Alcohol leads to myopia (short-sightedness). Alcohol consumption—getting drunk—narrows your focus of attention and thoughts to the most obvious information or cues in your immediate environment. As a consequence, behavior is overly influenced by the noticeable cues to the exclusion of more distant stimuli or consequences (Steele and Josephs, 1990). For example, a person already having negative thoughts is likely to feel sad after becoming intoxicated.
The following seven points illustrate the effect heavy drinking can have on your capacity to focus and make decisions.
Alcohol myopia limits the amount of information that intoxicated individuals can process. As a result, remaining attentional resources are allocated to only the most immediate environment. This diminished availability of resources has particularly strong effects in situations of conflict—when faced with two competing motivations, one is immediately obvious, and the other seems distant. This explains the attention-related mistakes that people make while intoxicated, such as impaired driving (MacDonald, Zanna, and Fong, 1995).
2. Impulsive behavior.
No is an extraordinarily complicated word when people are drunk. Alcohol, at least in high doses, may impair people’s capacity to inhibit impulsive behavior (Hofmann et al. 2008). Intoxicated individuals tend to attend to the stimuli that provide them with immediate pleasure (e.g., unsafe sex) at the expense of future risk (e.g., potentially contracting an STD or causing a pregnancy).
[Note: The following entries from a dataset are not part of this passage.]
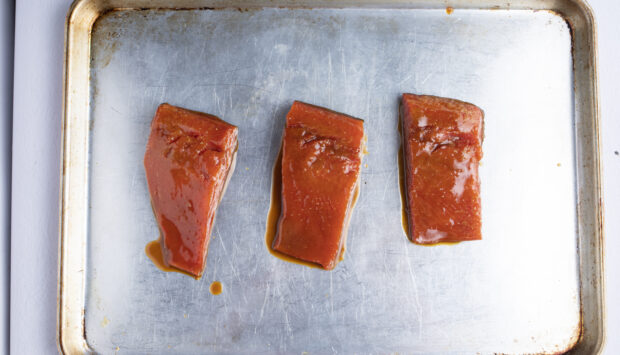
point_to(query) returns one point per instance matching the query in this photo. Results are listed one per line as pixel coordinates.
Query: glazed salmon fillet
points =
(321, 160)
(189, 158)
(442, 146)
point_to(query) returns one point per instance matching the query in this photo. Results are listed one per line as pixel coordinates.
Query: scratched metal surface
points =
(517, 291)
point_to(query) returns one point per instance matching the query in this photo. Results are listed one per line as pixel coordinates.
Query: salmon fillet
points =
(321, 160)
(189, 158)
(442, 146)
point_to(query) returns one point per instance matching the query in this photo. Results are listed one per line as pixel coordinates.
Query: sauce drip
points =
(215, 288)
(153, 251)
(273, 216)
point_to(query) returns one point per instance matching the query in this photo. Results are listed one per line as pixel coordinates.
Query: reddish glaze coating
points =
(189, 156)
(442, 143)
(321, 161)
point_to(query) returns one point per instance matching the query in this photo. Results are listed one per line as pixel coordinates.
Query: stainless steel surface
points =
(532, 285)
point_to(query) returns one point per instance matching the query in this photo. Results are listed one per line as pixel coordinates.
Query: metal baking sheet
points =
(532, 285)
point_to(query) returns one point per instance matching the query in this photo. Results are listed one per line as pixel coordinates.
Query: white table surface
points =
(39, 37)
(6, 97)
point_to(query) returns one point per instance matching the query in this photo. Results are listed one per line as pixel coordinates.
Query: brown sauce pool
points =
(275, 209)
(153, 251)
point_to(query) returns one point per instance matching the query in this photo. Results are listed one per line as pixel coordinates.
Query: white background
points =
(39, 44)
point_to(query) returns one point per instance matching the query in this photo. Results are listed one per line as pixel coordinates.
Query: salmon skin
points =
(442, 147)
(189, 158)
(321, 162)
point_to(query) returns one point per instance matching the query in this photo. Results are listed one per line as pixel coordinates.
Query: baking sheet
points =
(517, 291)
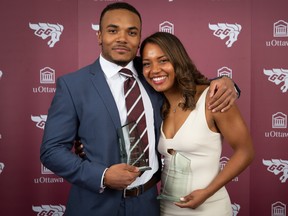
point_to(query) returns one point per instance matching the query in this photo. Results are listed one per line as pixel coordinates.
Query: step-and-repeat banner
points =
(41, 40)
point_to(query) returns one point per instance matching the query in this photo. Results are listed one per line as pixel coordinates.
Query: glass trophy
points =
(176, 183)
(131, 147)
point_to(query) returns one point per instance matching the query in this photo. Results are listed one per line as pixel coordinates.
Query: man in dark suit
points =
(89, 105)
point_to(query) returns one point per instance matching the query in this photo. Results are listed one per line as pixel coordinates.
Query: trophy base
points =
(144, 168)
(169, 198)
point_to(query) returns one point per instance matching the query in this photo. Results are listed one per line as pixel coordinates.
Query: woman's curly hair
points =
(187, 74)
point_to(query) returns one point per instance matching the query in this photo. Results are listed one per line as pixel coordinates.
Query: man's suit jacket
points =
(83, 107)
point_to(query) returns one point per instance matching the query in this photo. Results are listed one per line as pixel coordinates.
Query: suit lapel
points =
(104, 91)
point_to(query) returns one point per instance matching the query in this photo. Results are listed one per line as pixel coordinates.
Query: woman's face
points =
(157, 69)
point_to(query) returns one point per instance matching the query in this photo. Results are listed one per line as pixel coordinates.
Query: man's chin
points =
(122, 63)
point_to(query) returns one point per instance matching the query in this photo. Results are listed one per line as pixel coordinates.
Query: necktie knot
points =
(126, 72)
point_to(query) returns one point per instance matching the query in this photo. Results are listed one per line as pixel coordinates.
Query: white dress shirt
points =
(116, 84)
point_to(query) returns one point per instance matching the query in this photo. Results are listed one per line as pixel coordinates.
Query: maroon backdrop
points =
(41, 40)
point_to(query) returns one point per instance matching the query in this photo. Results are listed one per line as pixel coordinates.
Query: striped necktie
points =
(135, 113)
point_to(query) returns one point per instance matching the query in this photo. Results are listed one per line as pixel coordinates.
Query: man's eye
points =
(164, 60)
(133, 33)
(146, 64)
(113, 31)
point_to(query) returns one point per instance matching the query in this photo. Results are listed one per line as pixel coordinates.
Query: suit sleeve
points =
(59, 134)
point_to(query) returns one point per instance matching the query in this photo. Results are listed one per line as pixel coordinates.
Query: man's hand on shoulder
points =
(222, 94)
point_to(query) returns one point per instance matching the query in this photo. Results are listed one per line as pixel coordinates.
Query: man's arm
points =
(222, 92)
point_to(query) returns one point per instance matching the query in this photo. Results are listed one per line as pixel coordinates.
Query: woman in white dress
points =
(191, 134)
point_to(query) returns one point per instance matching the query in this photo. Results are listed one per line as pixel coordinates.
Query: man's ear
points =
(99, 36)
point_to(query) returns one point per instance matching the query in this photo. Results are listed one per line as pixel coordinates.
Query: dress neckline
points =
(200, 98)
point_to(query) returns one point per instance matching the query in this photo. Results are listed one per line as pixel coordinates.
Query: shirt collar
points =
(111, 69)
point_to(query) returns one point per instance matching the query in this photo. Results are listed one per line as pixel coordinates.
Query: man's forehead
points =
(122, 16)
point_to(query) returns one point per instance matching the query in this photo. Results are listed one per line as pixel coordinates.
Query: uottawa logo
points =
(40, 120)
(223, 30)
(278, 76)
(49, 210)
(45, 30)
(278, 166)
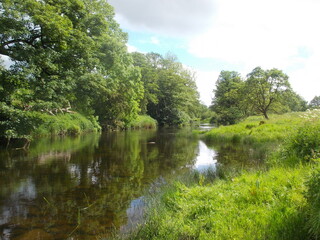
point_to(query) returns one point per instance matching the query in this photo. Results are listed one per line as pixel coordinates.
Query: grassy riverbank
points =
(25, 125)
(281, 202)
(257, 129)
(144, 122)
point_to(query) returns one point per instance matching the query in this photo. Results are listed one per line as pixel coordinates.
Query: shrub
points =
(313, 200)
(302, 147)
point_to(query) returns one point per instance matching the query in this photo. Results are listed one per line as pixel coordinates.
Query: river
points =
(88, 186)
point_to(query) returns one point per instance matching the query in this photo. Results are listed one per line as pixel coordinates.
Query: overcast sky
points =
(214, 35)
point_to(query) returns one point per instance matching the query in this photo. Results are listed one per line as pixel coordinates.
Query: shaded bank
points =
(277, 202)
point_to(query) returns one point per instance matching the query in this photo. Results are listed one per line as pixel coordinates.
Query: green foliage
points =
(315, 103)
(143, 121)
(262, 205)
(227, 99)
(67, 53)
(302, 146)
(256, 129)
(263, 92)
(170, 94)
(265, 89)
(16, 123)
(313, 200)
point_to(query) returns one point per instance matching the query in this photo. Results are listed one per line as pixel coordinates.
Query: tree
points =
(315, 102)
(170, 93)
(67, 52)
(227, 102)
(265, 89)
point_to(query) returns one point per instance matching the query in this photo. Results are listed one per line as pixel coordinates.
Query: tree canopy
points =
(71, 55)
(170, 93)
(262, 92)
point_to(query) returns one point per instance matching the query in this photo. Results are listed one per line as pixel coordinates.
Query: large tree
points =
(67, 52)
(170, 93)
(315, 102)
(227, 102)
(265, 89)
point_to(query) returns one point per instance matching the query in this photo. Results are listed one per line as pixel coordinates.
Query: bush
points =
(301, 147)
(16, 123)
(313, 200)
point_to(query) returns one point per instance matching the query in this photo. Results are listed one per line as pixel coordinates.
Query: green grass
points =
(257, 129)
(65, 124)
(28, 124)
(258, 205)
(143, 122)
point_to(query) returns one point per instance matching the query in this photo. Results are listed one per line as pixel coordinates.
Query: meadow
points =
(281, 201)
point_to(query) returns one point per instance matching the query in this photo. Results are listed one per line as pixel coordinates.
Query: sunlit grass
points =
(280, 202)
(257, 129)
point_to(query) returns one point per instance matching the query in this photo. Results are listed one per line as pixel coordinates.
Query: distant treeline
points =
(70, 56)
(260, 93)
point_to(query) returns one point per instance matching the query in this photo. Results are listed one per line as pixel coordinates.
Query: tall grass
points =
(257, 129)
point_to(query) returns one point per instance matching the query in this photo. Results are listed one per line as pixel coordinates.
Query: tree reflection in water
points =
(85, 186)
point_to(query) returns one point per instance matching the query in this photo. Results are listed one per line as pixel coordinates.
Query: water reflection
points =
(206, 158)
(88, 186)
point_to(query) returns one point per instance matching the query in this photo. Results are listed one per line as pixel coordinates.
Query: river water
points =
(91, 185)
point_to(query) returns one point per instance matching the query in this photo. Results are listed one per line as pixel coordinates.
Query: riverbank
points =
(280, 202)
(22, 126)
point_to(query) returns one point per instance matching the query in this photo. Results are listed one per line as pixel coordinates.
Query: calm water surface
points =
(88, 186)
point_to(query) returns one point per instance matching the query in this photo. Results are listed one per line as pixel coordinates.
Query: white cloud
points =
(178, 17)
(131, 48)
(154, 40)
(266, 33)
(248, 33)
(205, 81)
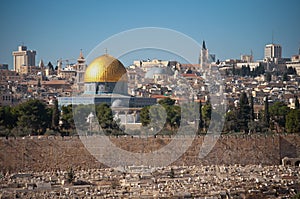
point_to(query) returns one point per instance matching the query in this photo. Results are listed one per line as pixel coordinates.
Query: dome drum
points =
(106, 74)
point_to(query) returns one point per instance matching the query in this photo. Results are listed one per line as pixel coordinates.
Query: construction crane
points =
(66, 61)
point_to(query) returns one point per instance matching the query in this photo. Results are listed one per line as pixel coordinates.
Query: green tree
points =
(285, 77)
(200, 122)
(173, 116)
(106, 118)
(67, 118)
(297, 105)
(145, 116)
(39, 83)
(278, 112)
(266, 113)
(33, 115)
(55, 116)
(231, 122)
(167, 102)
(268, 77)
(244, 113)
(293, 121)
(7, 117)
(206, 114)
(252, 116)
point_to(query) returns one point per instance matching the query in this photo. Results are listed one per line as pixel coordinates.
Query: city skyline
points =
(60, 29)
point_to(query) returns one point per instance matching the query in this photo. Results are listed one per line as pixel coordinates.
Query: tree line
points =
(34, 117)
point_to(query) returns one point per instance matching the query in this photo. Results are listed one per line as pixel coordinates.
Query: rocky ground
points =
(215, 181)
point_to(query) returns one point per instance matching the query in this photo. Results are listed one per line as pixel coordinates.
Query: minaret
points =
(203, 59)
(42, 67)
(81, 67)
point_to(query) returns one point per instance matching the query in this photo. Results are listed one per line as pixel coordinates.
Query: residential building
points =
(23, 57)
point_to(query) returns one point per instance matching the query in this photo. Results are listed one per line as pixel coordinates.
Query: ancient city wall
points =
(50, 153)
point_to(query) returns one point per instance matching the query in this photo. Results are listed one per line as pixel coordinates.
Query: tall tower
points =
(23, 57)
(203, 59)
(272, 51)
(81, 67)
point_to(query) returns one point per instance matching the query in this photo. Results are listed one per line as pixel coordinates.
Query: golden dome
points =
(105, 69)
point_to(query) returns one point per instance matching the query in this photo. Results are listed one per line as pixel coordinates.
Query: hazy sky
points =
(60, 28)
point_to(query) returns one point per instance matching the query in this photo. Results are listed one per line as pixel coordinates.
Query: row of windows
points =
(6, 98)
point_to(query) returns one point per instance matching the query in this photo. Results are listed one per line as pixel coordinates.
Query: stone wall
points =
(51, 153)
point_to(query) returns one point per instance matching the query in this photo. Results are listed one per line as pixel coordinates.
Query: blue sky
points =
(60, 28)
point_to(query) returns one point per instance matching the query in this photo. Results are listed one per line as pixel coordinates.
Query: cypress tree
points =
(244, 113)
(297, 105)
(252, 116)
(267, 113)
(55, 115)
(200, 124)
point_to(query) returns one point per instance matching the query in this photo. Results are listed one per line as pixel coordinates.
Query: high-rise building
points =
(272, 51)
(23, 57)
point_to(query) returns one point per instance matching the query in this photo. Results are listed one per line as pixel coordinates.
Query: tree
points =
(7, 117)
(278, 112)
(252, 116)
(231, 122)
(70, 176)
(33, 115)
(39, 83)
(50, 66)
(293, 121)
(268, 77)
(106, 118)
(55, 116)
(173, 116)
(297, 105)
(167, 102)
(67, 118)
(266, 113)
(285, 77)
(200, 123)
(244, 113)
(206, 114)
(145, 116)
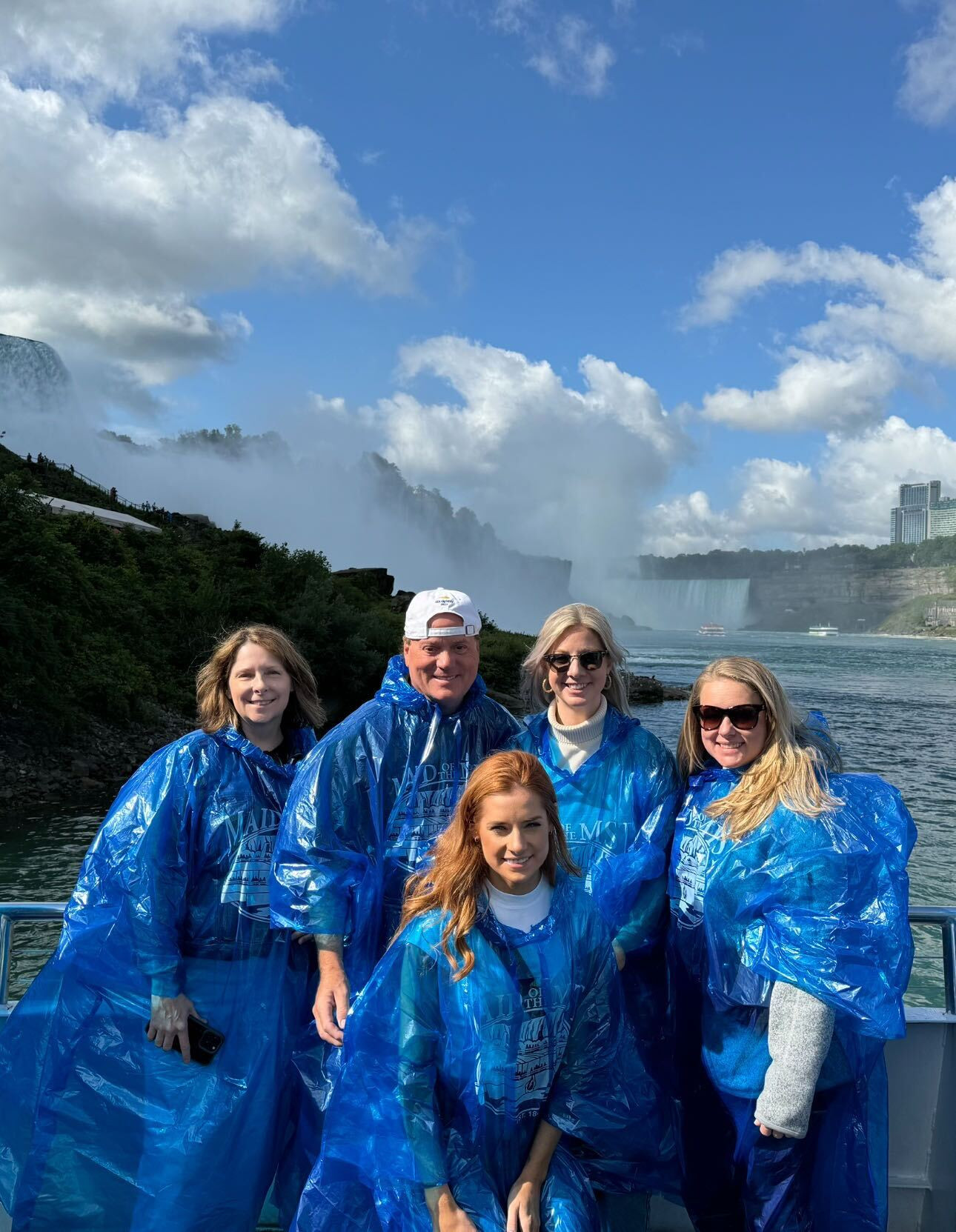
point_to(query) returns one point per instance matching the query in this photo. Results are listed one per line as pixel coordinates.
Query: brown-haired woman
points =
(487, 1050)
(167, 947)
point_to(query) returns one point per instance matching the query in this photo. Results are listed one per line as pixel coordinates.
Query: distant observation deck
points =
(111, 518)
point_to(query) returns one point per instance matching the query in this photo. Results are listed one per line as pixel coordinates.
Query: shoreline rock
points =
(87, 767)
(648, 690)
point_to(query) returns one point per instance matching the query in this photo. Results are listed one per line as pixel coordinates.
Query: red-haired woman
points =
(485, 1070)
(104, 1125)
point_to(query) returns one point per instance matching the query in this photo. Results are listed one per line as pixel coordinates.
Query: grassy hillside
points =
(106, 625)
(911, 617)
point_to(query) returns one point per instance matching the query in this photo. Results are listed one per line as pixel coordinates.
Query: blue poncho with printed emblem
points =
(100, 1128)
(820, 903)
(445, 1082)
(366, 808)
(617, 812)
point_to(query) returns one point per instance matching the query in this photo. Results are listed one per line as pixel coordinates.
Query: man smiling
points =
(374, 795)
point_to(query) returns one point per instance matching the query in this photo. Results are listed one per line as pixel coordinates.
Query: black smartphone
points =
(205, 1040)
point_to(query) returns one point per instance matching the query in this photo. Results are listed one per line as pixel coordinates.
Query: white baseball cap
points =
(429, 604)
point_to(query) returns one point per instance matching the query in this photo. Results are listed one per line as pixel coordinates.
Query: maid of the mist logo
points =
(253, 837)
(536, 1051)
(700, 840)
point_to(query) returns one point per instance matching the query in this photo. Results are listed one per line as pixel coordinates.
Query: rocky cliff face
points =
(853, 599)
(33, 373)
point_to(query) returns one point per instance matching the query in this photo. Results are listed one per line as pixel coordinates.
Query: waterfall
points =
(33, 373)
(688, 603)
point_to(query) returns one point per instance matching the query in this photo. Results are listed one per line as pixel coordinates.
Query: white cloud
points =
(683, 42)
(812, 392)
(848, 364)
(565, 50)
(113, 237)
(908, 306)
(556, 470)
(929, 84)
(572, 57)
(113, 46)
(846, 498)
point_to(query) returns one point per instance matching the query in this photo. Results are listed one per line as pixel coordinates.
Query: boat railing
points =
(945, 919)
(9, 916)
(10, 913)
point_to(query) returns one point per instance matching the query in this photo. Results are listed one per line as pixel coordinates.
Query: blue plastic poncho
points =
(446, 1081)
(100, 1128)
(617, 812)
(366, 806)
(820, 903)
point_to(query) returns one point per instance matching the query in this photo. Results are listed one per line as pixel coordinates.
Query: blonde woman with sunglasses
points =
(790, 953)
(617, 793)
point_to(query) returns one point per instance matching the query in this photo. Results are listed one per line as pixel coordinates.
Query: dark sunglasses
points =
(589, 659)
(744, 719)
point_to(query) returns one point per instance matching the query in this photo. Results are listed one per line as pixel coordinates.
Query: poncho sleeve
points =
(328, 833)
(631, 888)
(587, 1096)
(136, 873)
(383, 1120)
(820, 903)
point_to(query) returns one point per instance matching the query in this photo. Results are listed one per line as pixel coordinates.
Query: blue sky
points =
(403, 226)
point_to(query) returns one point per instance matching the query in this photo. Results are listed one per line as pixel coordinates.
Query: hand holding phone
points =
(175, 1025)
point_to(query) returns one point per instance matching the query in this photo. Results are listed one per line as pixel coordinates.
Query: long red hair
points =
(455, 881)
Alcohol by itself does not cause aggression. It only increases the level of aggression in response to provocation (Giancola, et al., 2010). In hostile situations, alcohol encourages aggressive behavior by narrowing our attention on provocative cues, rather than on non-provocative or self-restraint cues.
Heavy drinking triggers overeating, because alcohol impairs people’s ability to regulate or control their food intake. For this reason, chronic dieters who continuously monitor their calorie intake find themselves particularly at risk to experience alcohol’s negative consequences on their dietary goals. Reducing alcohol intake is a common recommendation for participants in weight-loss programs (Hofmann et al. 2008).
Intoxicated people tend to lose the ability to successfully monitor their behavior (Hull and Bond, 1986). As you've probably noticed, the beginning of a cocktail party is typically subdued, and guests are mostly self-conscious. But an hour or so later the volume usually increases. As the drinkers’ awareness declines, the attitude tends to change to “Who really cares?”
6. Anxiety relief.
Alcohol is known relieve stress and anxiety (Horwitz, 2013). This may be maintained by the popular belief that alcohol “takes the edge off.” Alcohol diverts attention away from anxiety-inducing stimuli. The pharmacological effects of ethanol (similar to benzodiazepines and opiates) can temporarily reduce anxiety. However, alcohol does not necessarily reduce anxiety and fear in the long term, and may in fact worsen it, which can motivate further drinking. Thus, anxiety and alcohol use are risk factors for each other.
7. Empty promises.
The strength of people’s commitment to something depends on its value to them and the chance that the value will occur. Typically a goal’s desirability is more obvious to people than its feasibility. Alcohol ingestion breeds empty goal commitment by making people focus on the desirability rather than the feasibility of important goals. Once sober, they fail to follow through on their promises (Sevincer and Oettingen, 2009).